Selon Éric Chenut, cette évolution vise à « agir sur la dynamique de dépense de santé » afin de rendre le système plus soutenable. En d’autres termes, il s’agit de freiner l’effet inflationniste du remboursement automatique et régulier de dispositifs dont le coût reste élevé. Pour les complémentaires santé, cette orientation répond à une logique de régulation par le délai : en espaçant les remboursements, elles espèrent contenir l’envolée des prestations versées sans remettre en cause l’existence même de la prise en charge.
Une refonte du contrat responsable dans le viseur
La réforme envisagée ne s’arrête pas à ces ajustements calendaires. La Mutualité souhaite également revoir les contours du « contrat responsable et solidaire », ce cadre de référence qui conditionne notamment les avantages fiscaux accordés aux complémentaires. En recentrant ce contrat sur un panier de soins plus restreint, la Mutualité entend mieux hiérarchiser les dépenses et alléger les obligations de remboursement.
Concrètement, cela pourrait signifier un plafonnement à 30 euros du remboursement des montures de lunettes (contre 100 actuellement). D’autres postes, comme les soins dentaires ou les actes liés à la pose d’audioprothèses, pourraient également faire l’objet d’un ajustement des niveaux de couverture.

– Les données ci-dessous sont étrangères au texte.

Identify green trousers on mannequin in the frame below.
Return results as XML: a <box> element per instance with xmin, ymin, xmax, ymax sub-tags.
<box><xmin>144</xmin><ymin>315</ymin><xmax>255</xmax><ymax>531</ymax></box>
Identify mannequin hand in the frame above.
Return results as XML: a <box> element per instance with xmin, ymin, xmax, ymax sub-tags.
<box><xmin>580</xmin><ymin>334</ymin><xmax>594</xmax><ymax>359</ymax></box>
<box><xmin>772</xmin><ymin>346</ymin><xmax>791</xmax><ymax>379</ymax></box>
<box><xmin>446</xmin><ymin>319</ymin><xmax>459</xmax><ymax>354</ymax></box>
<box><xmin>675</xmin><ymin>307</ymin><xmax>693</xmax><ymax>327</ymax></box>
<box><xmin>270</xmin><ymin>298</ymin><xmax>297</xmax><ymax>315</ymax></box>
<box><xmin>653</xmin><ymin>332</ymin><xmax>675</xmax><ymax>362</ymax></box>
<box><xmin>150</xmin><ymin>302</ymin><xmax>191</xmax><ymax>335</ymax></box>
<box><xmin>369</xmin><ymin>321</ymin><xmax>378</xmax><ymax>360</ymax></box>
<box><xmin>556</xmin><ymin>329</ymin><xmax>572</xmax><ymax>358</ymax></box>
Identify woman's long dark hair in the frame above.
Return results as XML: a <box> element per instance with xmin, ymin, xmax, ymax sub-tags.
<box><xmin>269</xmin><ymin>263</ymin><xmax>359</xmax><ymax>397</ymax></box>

L’objectif est double : d’un côté, limiter les charges pesant sur les complémentaires ; de l’autre, préserver l’accessibilité aux soins prioritaires en concentrant les ressources disponibles sur ce que la Mutualité qualifie de « socle des soins essentiels ».
Un discours partagé par les assureurs privés
Cette orientation stratégique ne se limite pas aux structures mutualistes. Les assureurs privés, qui couvrent environ un tiers du marché de la complémentaire santé, partagent cette analyse. Selon les informations publiées dans Les Échos, les deux grandes fédérations du secteur, Mutualité Française et Fédération Française de l’Assurance, travaillent actuellement à une proposition commune qui sera soumise à l’exécutif dans les jours à venir.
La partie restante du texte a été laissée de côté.